Wesentlicher Aspekt der Betreuung ist die Arbeit im multidisziplinären Team. Dazu ist das Zentrum für Kinder und Jugendlich am Marien-Hospital mit stationären Einheiten, Spezialambulanzen und Sozialpädiatrischem Zentrum (SPZ) hervorragend aufgestellt. Junge Patienten mit Diabetes stellen sich wenigstens alle drei Monate vor, um die Diabeteseinstellung zu überprüfen. Sie werden von den Diabetes-Beraterinnen geschult, und die Familien haben die Möglichkeit, Sorgen und Ängste im Zusammenhang mit der chronischen Erkrankung ihres Kindes  zu besprechen. Hinzu kommt eine sozialrechtliche Beratung.

Die Angst nehmen
Das Ziel seiner Arbeit beschreibt Dr. Bierkamp-Christophersen so: „Die Patienten und ihre Angehörigen sollen sich gut informiert und betreut fühlen, so dass sie angstfrei mit der Erkrankung leben können.“
Ein weiteres Feld seiner Tätigkeit am Marien-Hospital ist die Endokrinologie. Hier geht es um Störungsbilder der Hormone: Wachstumsstörungen (Kleinwuchs / Hochwuchs), Pubertätsstörungen, Funktionsstörungen von Schilddrüse und Nebenniere.

„Wir sind froh, mit Herrn Dr. Bierkamp-Christophersen einen überregional anerkannten Fachmann gewonnen zu haben“, betont Robert Dahmen, stv.
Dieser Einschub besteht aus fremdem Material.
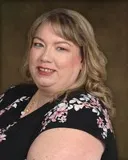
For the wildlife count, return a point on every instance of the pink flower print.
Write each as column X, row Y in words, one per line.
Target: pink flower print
column 2, row 111
column 100, row 122
column 2, row 137
column 108, row 122
column 58, row 113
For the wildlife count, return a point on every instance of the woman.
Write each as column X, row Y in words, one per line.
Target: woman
column 63, row 112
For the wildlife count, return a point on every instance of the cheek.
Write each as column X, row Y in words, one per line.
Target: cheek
column 70, row 63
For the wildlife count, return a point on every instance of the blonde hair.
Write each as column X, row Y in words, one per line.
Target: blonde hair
column 72, row 26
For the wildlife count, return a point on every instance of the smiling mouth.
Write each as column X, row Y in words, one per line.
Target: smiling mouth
column 46, row 70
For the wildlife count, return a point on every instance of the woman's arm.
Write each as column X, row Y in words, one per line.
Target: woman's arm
column 65, row 144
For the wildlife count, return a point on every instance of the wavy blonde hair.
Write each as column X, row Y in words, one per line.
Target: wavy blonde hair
column 72, row 26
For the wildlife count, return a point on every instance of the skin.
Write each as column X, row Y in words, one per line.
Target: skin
column 63, row 58
column 53, row 52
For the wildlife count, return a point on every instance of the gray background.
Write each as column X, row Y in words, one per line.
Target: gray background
column 110, row 23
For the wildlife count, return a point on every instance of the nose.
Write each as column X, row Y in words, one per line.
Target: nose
column 46, row 55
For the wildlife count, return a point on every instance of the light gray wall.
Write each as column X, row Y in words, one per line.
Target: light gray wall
column 110, row 23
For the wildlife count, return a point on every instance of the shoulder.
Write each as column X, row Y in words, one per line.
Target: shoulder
column 83, row 111
column 16, row 91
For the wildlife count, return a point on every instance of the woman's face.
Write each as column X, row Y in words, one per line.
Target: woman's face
column 54, row 62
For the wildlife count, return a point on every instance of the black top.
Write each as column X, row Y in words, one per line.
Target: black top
column 80, row 110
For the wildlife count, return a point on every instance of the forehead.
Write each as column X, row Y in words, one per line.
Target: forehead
column 51, row 32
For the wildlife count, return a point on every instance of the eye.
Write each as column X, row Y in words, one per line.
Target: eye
column 37, row 45
column 61, row 49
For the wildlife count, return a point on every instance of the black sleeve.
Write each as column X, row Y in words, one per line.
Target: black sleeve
column 4, row 95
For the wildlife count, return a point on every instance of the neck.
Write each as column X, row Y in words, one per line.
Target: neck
column 42, row 97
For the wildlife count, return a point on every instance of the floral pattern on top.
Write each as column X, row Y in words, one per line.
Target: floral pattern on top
column 1, row 97
column 85, row 101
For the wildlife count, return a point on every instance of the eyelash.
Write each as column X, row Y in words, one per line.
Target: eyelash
column 39, row 45
column 61, row 49
column 35, row 44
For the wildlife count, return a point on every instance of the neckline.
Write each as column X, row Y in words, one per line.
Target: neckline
column 43, row 109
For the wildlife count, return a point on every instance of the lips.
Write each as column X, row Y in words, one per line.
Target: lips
column 45, row 71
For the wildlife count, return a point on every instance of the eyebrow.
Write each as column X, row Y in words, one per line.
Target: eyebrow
column 58, row 42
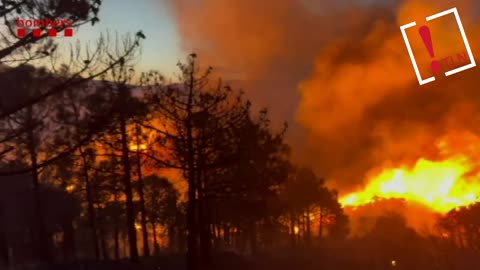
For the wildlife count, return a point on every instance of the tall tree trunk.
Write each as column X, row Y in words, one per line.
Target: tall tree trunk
column 192, row 187
column 320, row 224
column 252, row 231
column 203, row 220
column 90, row 207
column 103, row 244
column 116, row 240
column 155, row 241
column 143, row 214
column 68, row 241
column 308, row 234
column 41, row 240
column 116, row 231
column 127, row 179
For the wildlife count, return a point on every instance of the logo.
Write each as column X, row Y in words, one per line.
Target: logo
column 424, row 32
column 40, row 28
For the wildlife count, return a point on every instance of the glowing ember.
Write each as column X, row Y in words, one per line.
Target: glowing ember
column 134, row 147
column 439, row 185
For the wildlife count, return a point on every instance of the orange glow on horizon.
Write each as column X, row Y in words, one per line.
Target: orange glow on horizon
column 440, row 185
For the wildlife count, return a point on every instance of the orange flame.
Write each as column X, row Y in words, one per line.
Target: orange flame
column 439, row 185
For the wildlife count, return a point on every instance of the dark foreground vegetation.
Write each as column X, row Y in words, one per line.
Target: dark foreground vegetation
column 102, row 167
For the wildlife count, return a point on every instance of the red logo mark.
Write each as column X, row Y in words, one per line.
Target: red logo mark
column 38, row 32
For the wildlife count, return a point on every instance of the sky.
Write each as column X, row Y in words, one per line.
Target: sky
column 161, row 48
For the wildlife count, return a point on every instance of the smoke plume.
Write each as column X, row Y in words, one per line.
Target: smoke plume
column 340, row 73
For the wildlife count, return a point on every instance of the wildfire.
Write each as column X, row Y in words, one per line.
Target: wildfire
column 134, row 147
column 439, row 185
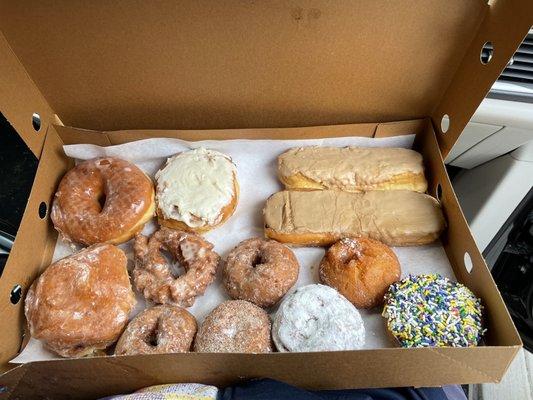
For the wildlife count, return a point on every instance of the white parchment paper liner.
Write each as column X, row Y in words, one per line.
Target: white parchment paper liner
column 256, row 162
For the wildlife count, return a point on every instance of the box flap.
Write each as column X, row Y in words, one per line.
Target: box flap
column 199, row 64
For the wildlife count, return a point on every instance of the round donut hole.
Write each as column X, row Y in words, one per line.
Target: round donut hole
column 36, row 122
column 16, row 294
column 468, row 262
column 258, row 259
column 438, row 192
column 486, row 53
column 445, row 123
column 43, row 208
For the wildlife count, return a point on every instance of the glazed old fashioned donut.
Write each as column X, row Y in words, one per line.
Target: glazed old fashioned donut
column 157, row 330
column 103, row 200
column 80, row 304
column 153, row 276
column 361, row 269
column 260, row 271
column 196, row 190
column 235, row 326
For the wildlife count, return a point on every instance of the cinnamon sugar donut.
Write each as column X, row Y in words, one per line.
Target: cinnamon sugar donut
column 197, row 190
column 235, row 326
column 260, row 271
column 153, row 276
column 157, row 330
column 80, row 304
column 103, row 200
column 361, row 269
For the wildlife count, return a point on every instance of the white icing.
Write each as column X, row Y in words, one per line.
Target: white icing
column 317, row 318
column 195, row 186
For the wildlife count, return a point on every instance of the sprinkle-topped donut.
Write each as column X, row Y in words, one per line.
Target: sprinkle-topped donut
column 433, row 311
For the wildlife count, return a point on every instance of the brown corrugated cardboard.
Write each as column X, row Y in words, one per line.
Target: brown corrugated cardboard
column 199, row 65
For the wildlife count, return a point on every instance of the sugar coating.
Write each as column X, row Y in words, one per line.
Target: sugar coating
column 195, row 186
column 317, row 318
column 432, row 311
column 235, row 326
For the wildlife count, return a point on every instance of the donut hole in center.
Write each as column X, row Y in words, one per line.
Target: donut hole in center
column 176, row 269
column 152, row 337
column 257, row 260
column 101, row 199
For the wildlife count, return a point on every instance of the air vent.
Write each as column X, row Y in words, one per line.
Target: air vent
column 516, row 81
column 520, row 68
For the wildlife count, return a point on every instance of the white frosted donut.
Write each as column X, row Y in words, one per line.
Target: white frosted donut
column 197, row 190
column 317, row 318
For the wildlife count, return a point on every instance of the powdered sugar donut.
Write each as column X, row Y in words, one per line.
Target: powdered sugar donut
column 317, row 318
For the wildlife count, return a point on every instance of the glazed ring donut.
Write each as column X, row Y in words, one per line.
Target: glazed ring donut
column 157, row 330
column 260, row 271
column 153, row 276
column 235, row 326
column 80, row 304
column 103, row 200
column 361, row 269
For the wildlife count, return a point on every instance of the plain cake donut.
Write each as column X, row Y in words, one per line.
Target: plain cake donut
column 153, row 275
column 235, row 326
column 260, row 271
column 157, row 330
column 80, row 304
column 103, row 200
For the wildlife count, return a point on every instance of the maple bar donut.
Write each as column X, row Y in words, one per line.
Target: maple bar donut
column 157, row 330
column 103, row 200
column 80, row 304
column 260, row 271
column 361, row 269
column 235, row 326
column 153, row 275
column 196, row 190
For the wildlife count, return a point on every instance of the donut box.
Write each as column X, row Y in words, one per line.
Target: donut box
column 117, row 73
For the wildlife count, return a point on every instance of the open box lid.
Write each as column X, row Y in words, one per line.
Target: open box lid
column 238, row 64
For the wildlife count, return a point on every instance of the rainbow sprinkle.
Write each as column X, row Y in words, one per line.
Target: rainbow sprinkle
column 432, row 311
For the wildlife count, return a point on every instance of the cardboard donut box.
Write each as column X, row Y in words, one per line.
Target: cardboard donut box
column 110, row 73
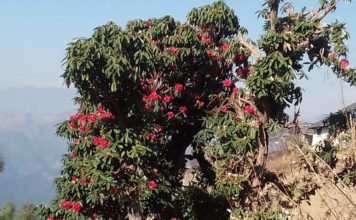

Geschäftsführer des Marien-Hospitals. „Mit seinem Fachwissen ist es uns möglich, das breite Leistungsspektrum der Klinik für Kinder- und Jugendmedizin weiter zu stärken – eine ideale Ergänzung unseres Angebots.“ 

Wesel, 23. August 2016

Das Team: Dr. Dirk Bierkamp-Christophersen mit den Diabetes-Beraterinnen Sandra Herzog, Claudia Schüttel und Ingrid Bennemann (v.l.).